Friday, February 20, 2015

Building a Garden of Biological Knowledge

March 13, 2013 I wrote up an idea in my notebook that I called 'Pubmed Daily'.  The concept was to build a system that would leverage large-scale crowdsourcing/citizen science and machine learning to produce a high-quality, structured representation of the knowledge in every abstract in PubMed on the same day that the abstract appeared online.  Nearly two years later, based mainly on the labor of outreach coordinator Ginger Tsueng, group leader Andrew Su, and programmer Max Nanis, the idea is just starting to bear fruit (albeit small, perhaps grape size fruits..) .  As the bits and pieces start to come together, I thought it would be worthwhile to share the high-level vision as it exists now.

A Garden of Biological Knowledge

We want to build an information management system (or systems) that supports the work of three key groups of people: bioinformaticians such as Andrew, biologists such as Hudson Freeze, and patient advocates such as the parents and friends of Bertrand Might, a child with a rare genetic disorder related the NGLY1 gene.  The over-arching goal is to produce more rapid biomedical advances based on more effective use of existing knowledge in the processes of of hypothesis generation and high-throughput data analysis.

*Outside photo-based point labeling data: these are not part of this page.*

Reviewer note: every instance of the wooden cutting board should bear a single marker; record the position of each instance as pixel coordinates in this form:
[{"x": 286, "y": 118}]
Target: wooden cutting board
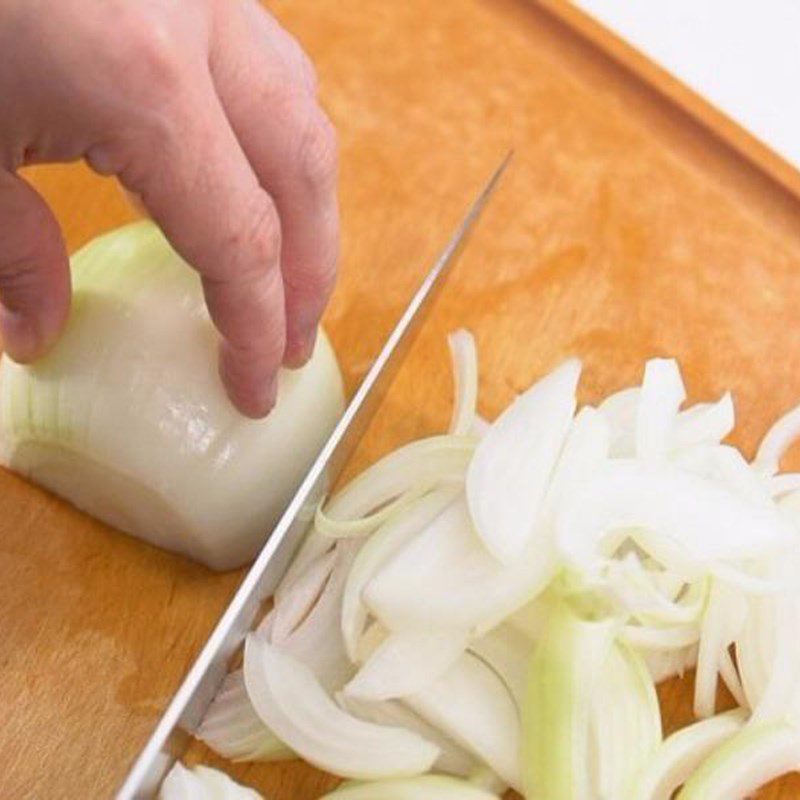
[{"x": 623, "y": 230}]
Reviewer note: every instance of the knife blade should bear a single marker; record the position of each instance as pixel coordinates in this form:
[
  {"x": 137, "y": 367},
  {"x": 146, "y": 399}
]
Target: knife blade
[{"x": 171, "y": 735}]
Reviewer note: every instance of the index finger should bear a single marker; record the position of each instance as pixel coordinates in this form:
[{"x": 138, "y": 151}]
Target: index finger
[
  {"x": 198, "y": 185},
  {"x": 261, "y": 76}
]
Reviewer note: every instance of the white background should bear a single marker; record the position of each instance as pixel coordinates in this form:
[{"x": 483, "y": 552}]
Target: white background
[{"x": 741, "y": 55}]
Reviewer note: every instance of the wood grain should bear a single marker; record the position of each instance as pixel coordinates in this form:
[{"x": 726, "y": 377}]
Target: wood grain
[{"x": 623, "y": 230}]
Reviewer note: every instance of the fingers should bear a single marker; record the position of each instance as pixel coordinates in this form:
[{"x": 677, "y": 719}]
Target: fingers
[
  {"x": 267, "y": 86},
  {"x": 34, "y": 271},
  {"x": 196, "y": 182}
]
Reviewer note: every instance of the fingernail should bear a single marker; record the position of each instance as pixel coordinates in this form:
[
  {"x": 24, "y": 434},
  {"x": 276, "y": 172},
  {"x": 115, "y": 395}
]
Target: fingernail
[
  {"x": 300, "y": 350},
  {"x": 20, "y": 337}
]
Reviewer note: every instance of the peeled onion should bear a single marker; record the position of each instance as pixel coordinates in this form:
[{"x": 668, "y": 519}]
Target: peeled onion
[{"x": 128, "y": 420}]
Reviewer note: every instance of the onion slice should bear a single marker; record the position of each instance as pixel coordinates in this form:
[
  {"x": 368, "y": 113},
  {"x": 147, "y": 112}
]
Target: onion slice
[
  {"x": 407, "y": 662},
  {"x": 377, "y": 550},
  {"x": 564, "y": 673},
  {"x": 625, "y": 725},
  {"x": 465, "y": 374},
  {"x": 747, "y": 760},
  {"x": 291, "y": 702},
  {"x": 429, "y": 787},
  {"x": 680, "y": 754},
  {"x": 509, "y": 474},
  {"x": 777, "y": 441},
  {"x": 686, "y": 522},
  {"x": 411, "y": 467},
  {"x": 203, "y": 783},
  {"x": 453, "y": 759},
  {"x": 232, "y": 728},
  {"x": 657, "y": 414},
  {"x": 471, "y": 705},
  {"x": 445, "y": 579},
  {"x": 297, "y": 601}
]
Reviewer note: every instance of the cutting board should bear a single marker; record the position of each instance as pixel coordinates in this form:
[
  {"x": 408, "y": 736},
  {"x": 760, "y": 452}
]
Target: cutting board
[{"x": 623, "y": 230}]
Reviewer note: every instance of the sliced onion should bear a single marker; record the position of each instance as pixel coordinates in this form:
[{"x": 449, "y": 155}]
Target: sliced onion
[
  {"x": 509, "y": 474},
  {"x": 471, "y": 705},
  {"x": 291, "y": 702},
  {"x": 778, "y": 440},
  {"x": 465, "y": 375},
  {"x": 362, "y": 526},
  {"x": 663, "y": 665},
  {"x": 747, "y": 760},
  {"x": 564, "y": 674},
  {"x": 126, "y": 416},
  {"x": 508, "y": 652},
  {"x": 684, "y": 521},
  {"x": 295, "y": 603},
  {"x": 682, "y": 753},
  {"x": 202, "y": 783},
  {"x": 727, "y": 466},
  {"x": 625, "y": 725},
  {"x": 621, "y": 410},
  {"x": 429, "y": 787},
  {"x": 407, "y": 662},
  {"x": 377, "y": 550},
  {"x": 586, "y": 448},
  {"x": 411, "y": 467},
  {"x": 453, "y": 759},
  {"x": 444, "y": 578},
  {"x": 232, "y": 728},
  {"x": 704, "y": 423},
  {"x": 657, "y": 414},
  {"x": 722, "y": 622},
  {"x": 313, "y": 546},
  {"x": 318, "y": 641}
]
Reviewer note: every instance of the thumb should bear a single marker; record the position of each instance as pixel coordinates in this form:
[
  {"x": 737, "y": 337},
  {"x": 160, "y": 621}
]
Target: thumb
[{"x": 34, "y": 271}]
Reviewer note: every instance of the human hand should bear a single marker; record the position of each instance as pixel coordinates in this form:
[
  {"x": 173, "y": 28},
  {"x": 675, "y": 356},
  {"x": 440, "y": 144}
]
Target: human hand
[{"x": 206, "y": 110}]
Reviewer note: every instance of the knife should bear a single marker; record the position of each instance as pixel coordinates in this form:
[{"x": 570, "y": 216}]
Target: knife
[{"x": 187, "y": 708}]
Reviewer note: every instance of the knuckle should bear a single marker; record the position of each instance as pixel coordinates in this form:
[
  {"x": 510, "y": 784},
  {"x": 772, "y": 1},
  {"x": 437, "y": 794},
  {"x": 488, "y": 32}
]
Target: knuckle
[
  {"x": 257, "y": 236},
  {"x": 146, "y": 56},
  {"x": 318, "y": 151}
]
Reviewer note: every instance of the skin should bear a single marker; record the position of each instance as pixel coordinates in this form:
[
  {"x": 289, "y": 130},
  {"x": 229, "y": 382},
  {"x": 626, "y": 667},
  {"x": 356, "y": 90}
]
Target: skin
[{"x": 206, "y": 110}]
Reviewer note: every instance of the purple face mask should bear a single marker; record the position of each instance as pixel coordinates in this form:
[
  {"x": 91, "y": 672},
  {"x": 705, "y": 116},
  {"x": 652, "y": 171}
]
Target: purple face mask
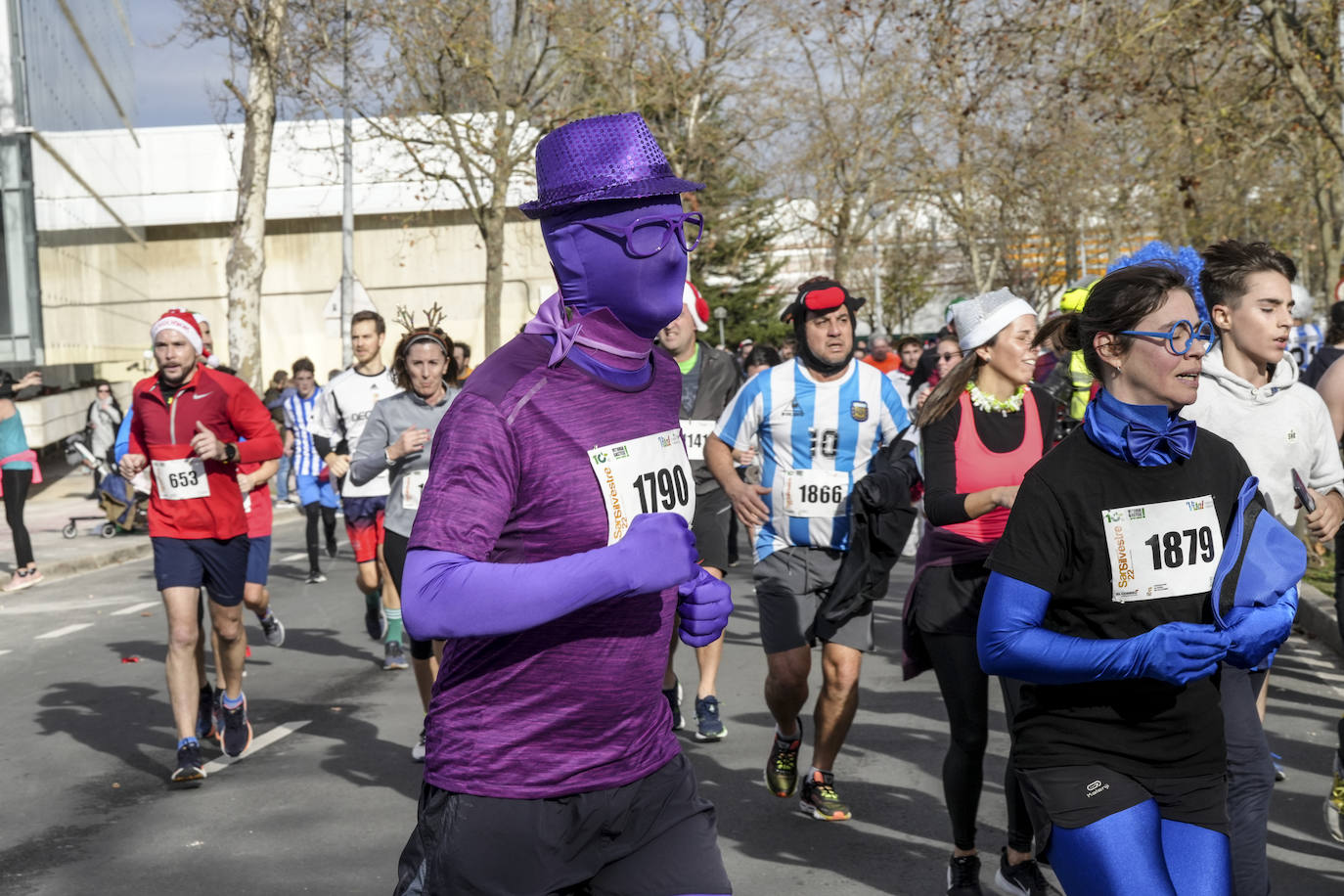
[{"x": 596, "y": 269}]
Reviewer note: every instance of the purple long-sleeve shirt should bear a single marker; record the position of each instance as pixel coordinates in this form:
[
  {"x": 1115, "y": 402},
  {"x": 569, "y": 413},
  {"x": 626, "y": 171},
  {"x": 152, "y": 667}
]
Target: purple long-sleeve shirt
[{"x": 574, "y": 704}]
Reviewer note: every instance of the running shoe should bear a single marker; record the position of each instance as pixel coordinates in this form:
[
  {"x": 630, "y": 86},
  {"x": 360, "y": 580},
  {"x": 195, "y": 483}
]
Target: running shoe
[
  {"x": 1335, "y": 803},
  {"x": 376, "y": 622},
  {"x": 237, "y": 731},
  {"x": 781, "y": 769},
  {"x": 204, "y": 715},
  {"x": 190, "y": 771},
  {"x": 392, "y": 657},
  {"x": 674, "y": 697},
  {"x": 273, "y": 629},
  {"x": 820, "y": 799},
  {"x": 707, "y": 723},
  {"x": 1023, "y": 878},
  {"x": 963, "y": 876}
]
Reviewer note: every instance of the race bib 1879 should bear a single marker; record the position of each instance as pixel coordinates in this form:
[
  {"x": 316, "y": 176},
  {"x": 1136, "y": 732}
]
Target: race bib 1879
[
  {"x": 1165, "y": 550},
  {"x": 182, "y": 478},
  {"x": 695, "y": 434},
  {"x": 650, "y": 474}
]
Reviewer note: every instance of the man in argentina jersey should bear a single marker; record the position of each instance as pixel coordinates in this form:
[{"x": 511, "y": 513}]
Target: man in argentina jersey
[
  {"x": 315, "y": 486},
  {"x": 341, "y": 413},
  {"x": 820, "y": 418}
]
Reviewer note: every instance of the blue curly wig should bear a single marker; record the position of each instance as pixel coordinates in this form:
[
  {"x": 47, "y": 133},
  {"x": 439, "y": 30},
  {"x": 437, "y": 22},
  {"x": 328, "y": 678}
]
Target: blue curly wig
[{"x": 1187, "y": 261}]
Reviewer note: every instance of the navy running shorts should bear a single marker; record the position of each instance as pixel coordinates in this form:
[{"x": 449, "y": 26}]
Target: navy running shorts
[
  {"x": 652, "y": 837},
  {"x": 258, "y": 559},
  {"x": 216, "y": 564}
]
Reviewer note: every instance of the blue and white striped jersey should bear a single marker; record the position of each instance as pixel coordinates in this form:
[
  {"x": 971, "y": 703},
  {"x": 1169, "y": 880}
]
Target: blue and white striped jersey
[
  {"x": 298, "y": 413},
  {"x": 816, "y": 439}
]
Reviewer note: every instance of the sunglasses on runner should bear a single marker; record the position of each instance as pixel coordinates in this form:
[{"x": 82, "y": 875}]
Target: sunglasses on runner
[
  {"x": 1182, "y": 336},
  {"x": 646, "y": 237}
]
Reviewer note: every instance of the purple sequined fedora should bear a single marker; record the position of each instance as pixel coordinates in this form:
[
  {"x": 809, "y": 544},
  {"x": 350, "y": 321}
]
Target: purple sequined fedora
[{"x": 599, "y": 158}]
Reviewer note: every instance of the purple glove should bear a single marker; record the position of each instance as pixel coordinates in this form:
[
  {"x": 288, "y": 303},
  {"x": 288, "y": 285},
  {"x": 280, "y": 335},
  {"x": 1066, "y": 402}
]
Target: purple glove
[
  {"x": 656, "y": 553},
  {"x": 704, "y": 605}
]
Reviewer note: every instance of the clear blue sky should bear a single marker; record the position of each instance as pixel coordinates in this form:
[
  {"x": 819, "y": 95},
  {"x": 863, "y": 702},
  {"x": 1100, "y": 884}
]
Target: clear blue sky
[{"x": 175, "y": 83}]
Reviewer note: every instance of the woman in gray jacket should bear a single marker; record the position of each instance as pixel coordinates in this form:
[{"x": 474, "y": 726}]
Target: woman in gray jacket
[{"x": 397, "y": 438}]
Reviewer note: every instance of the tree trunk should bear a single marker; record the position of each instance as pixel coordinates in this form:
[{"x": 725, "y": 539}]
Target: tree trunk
[{"x": 246, "y": 259}]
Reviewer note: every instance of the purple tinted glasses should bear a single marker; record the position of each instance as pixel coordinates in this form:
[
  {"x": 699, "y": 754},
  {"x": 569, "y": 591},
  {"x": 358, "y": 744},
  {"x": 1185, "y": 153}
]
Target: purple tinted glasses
[{"x": 646, "y": 237}]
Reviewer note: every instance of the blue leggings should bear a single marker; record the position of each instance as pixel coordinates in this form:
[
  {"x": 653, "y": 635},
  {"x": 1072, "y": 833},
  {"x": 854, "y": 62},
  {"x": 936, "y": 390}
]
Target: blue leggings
[{"x": 1139, "y": 852}]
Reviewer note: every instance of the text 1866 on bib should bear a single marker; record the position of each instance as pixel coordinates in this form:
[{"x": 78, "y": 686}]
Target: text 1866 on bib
[
  {"x": 650, "y": 474},
  {"x": 1165, "y": 550},
  {"x": 182, "y": 478}
]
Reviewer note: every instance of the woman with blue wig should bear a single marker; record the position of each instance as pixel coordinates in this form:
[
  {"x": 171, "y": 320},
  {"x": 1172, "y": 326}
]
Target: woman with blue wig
[{"x": 1118, "y": 586}]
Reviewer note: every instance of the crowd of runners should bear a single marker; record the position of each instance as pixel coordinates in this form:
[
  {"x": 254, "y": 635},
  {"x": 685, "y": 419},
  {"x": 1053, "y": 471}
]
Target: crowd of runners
[{"x": 1106, "y": 508}]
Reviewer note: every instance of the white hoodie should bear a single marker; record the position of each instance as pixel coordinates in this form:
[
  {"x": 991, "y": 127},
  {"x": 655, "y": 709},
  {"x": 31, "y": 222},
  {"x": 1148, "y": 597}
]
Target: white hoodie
[{"x": 1277, "y": 427}]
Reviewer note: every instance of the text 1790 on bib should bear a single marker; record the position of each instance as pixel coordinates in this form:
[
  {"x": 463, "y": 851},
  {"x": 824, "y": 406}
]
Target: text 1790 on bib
[{"x": 650, "y": 474}]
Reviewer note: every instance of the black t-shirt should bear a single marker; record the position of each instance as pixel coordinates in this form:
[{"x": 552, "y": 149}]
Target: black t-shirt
[
  {"x": 1000, "y": 432},
  {"x": 1056, "y": 540}
]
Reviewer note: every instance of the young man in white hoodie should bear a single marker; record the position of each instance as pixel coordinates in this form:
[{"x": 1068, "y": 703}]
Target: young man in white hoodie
[{"x": 1249, "y": 395}]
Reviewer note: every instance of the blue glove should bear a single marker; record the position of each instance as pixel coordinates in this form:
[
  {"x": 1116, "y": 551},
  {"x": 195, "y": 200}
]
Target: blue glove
[
  {"x": 1257, "y": 632},
  {"x": 1012, "y": 641},
  {"x": 703, "y": 606},
  {"x": 449, "y": 596}
]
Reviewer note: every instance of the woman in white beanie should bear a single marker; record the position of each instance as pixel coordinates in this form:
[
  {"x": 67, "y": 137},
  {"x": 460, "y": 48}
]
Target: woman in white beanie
[{"x": 983, "y": 427}]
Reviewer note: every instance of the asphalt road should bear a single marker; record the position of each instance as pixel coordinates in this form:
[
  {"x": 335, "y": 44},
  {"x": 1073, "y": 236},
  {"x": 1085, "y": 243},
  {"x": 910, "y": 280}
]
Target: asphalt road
[{"x": 326, "y": 798}]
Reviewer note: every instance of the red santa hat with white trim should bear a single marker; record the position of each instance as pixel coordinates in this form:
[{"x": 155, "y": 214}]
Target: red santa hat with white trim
[{"x": 179, "y": 321}]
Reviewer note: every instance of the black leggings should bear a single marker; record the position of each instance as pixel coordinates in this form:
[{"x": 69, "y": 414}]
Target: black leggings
[
  {"x": 965, "y": 692},
  {"x": 15, "y": 496},
  {"x": 394, "y": 553},
  {"x": 328, "y": 515}
]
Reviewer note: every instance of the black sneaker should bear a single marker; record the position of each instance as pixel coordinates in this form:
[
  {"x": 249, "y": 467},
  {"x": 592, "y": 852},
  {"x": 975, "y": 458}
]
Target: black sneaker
[
  {"x": 674, "y": 697},
  {"x": 963, "y": 876},
  {"x": 189, "y": 771},
  {"x": 273, "y": 629},
  {"x": 820, "y": 799},
  {"x": 204, "y": 715},
  {"x": 1023, "y": 878},
  {"x": 237, "y": 731},
  {"x": 781, "y": 769}
]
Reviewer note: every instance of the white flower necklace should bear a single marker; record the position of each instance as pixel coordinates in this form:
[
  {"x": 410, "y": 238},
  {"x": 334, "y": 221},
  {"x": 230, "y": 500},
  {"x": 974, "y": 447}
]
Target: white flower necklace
[{"x": 988, "y": 403}]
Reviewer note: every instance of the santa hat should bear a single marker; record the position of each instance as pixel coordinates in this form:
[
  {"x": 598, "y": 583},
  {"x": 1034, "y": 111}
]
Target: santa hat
[
  {"x": 699, "y": 308},
  {"x": 180, "y": 321}
]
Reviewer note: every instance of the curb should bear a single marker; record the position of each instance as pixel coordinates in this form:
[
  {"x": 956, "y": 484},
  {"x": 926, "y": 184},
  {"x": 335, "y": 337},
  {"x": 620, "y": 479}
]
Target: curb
[{"x": 1316, "y": 615}]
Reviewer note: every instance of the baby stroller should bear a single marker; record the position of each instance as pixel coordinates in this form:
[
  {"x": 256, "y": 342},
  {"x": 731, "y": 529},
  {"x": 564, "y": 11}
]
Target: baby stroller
[{"x": 122, "y": 506}]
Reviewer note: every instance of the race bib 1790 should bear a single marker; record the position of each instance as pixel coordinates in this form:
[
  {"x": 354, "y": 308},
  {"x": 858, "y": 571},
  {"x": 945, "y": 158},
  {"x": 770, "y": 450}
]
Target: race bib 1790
[
  {"x": 695, "y": 434},
  {"x": 1165, "y": 550},
  {"x": 182, "y": 478},
  {"x": 650, "y": 474}
]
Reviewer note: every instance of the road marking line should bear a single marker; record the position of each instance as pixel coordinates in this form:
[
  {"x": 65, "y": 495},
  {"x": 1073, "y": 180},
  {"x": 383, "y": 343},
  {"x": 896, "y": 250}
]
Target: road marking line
[
  {"x": 258, "y": 743},
  {"x": 58, "y": 633},
  {"x": 136, "y": 607}
]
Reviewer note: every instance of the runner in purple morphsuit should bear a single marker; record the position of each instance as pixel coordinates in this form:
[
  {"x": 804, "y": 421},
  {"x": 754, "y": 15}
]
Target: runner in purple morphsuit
[{"x": 552, "y": 554}]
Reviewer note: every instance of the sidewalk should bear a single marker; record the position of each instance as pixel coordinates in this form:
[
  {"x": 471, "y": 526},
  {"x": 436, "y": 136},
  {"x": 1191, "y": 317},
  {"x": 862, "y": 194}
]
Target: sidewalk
[{"x": 50, "y": 508}]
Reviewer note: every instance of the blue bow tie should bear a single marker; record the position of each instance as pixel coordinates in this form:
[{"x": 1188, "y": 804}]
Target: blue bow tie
[{"x": 1178, "y": 437}]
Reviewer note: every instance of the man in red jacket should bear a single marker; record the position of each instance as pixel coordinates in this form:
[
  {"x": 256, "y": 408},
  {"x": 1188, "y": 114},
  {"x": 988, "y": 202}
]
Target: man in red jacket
[{"x": 193, "y": 426}]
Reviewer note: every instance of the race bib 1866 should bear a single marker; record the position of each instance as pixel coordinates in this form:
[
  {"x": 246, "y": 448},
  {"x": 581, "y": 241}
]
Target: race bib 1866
[
  {"x": 695, "y": 434},
  {"x": 1165, "y": 550},
  {"x": 182, "y": 478},
  {"x": 650, "y": 474},
  {"x": 815, "y": 493}
]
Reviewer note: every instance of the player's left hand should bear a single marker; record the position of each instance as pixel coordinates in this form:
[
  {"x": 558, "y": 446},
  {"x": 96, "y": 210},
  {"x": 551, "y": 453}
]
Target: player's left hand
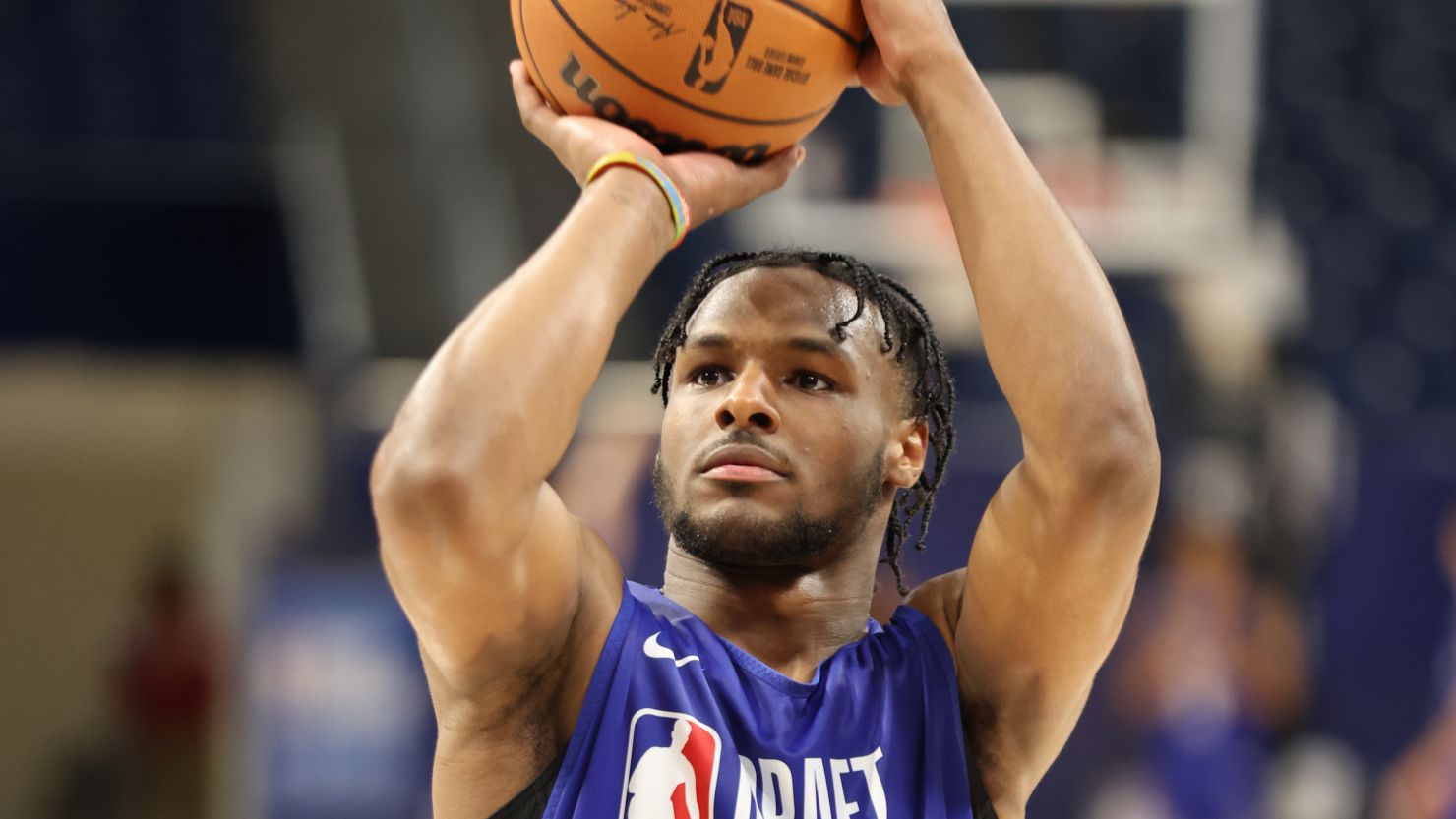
[{"x": 907, "y": 38}]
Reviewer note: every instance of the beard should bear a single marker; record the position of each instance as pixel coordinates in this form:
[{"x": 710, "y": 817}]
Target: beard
[{"x": 788, "y": 540}]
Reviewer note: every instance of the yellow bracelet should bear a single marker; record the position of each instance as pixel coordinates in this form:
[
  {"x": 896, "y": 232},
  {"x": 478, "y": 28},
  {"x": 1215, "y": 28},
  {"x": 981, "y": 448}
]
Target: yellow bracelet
[{"x": 682, "y": 215}]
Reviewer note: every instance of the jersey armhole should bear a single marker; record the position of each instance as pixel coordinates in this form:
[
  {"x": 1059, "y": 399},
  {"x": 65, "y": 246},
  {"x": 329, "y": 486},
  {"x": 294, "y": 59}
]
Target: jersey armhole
[
  {"x": 928, "y": 633},
  {"x": 591, "y": 704}
]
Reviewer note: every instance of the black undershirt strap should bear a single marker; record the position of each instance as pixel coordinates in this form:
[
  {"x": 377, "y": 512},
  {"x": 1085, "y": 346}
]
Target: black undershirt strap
[{"x": 530, "y": 803}]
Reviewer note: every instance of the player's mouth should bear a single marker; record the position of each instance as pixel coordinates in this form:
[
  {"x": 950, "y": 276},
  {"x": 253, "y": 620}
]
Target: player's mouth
[{"x": 742, "y": 463}]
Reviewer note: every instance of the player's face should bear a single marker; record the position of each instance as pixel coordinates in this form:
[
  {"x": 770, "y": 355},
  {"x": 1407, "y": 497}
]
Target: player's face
[{"x": 775, "y": 437}]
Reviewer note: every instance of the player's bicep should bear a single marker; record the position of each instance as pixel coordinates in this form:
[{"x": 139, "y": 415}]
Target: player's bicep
[
  {"x": 485, "y": 595},
  {"x": 1047, "y": 589}
]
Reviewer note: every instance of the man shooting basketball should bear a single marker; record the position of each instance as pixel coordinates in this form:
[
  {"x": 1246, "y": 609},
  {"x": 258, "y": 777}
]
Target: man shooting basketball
[{"x": 803, "y": 397}]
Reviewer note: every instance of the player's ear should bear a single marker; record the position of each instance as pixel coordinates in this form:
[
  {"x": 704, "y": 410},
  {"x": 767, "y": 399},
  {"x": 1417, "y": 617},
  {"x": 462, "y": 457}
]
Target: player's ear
[{"x": 906, "y": 452}]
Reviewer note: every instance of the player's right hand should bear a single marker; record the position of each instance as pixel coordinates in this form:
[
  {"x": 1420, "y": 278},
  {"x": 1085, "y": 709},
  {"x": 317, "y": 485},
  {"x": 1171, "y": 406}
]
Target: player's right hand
[{"x": 710, "y": 184}]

The thinking goes like this.  Given a high-quality, structured knowledge base such as the Gene Ontology (GO), Andrew and people like him can make many different kinds of discovery and analytical tools that can help scientists such as Hudson work more effectively (and they do, there are thousands of tools that use the GO).  The problem is that the generation of knowledge bases like the GO is a long, slow, expensive process that in no way keeps pace with the advance of knowledge as represented in the literature.  Information extraction systems like DeepDive and SemRep can theoretically go a long way to addressing this problem.  However, humans remain more effective (though obviously dramatically slower) readers.

Can we use computers to seed a garden of knowledge that can be tended and grown by citizen scientists?

Given a compelling argument, clear instructions, and an effective user interface, we think that large numbers of people from the general public could be assembled to work on improving the results of a biomedical information extraction system.  We, and other groups, have been experimenting with various related tasks using the Amazon Mechanical Turk and are now confident that "the crowd" can, in aggregate, do text-processing work at or above expert level.  A recent conversation with a leader of the Zooniverse project, a collection of online citizen science projects with more than a million people contributing, leads us to believe that it would be possible to attract tens to hundreds of thousands of people to participate in an effort like this.  Recently, we took the first steps towards testing that assumption via a short but successful test run of the Mark2Cure Web application.

Can we build a new generation of tools for working with structured biomedical knowledge at massive scales and use these to empower the rising community of citizen scientists?

Aside from the knowledge bases themselves, we are also interested in building better tools for navigating this information and in putting them into the hands of both professionals like Hudson, and the many very intelligent, highly motivated people from other domains that might also be able to find something important given the chance (e.g. Mathew Might).

Can a large volunteer work force help teach computers to read?

By engaging volunteers at scale, we hope to provide the developers of information extraction algorithms with the data they need to raise their approaches to human levels of quality.

We have a long, challenging road ahead on this project but the path ahead is starting to take shape and the future looks bright!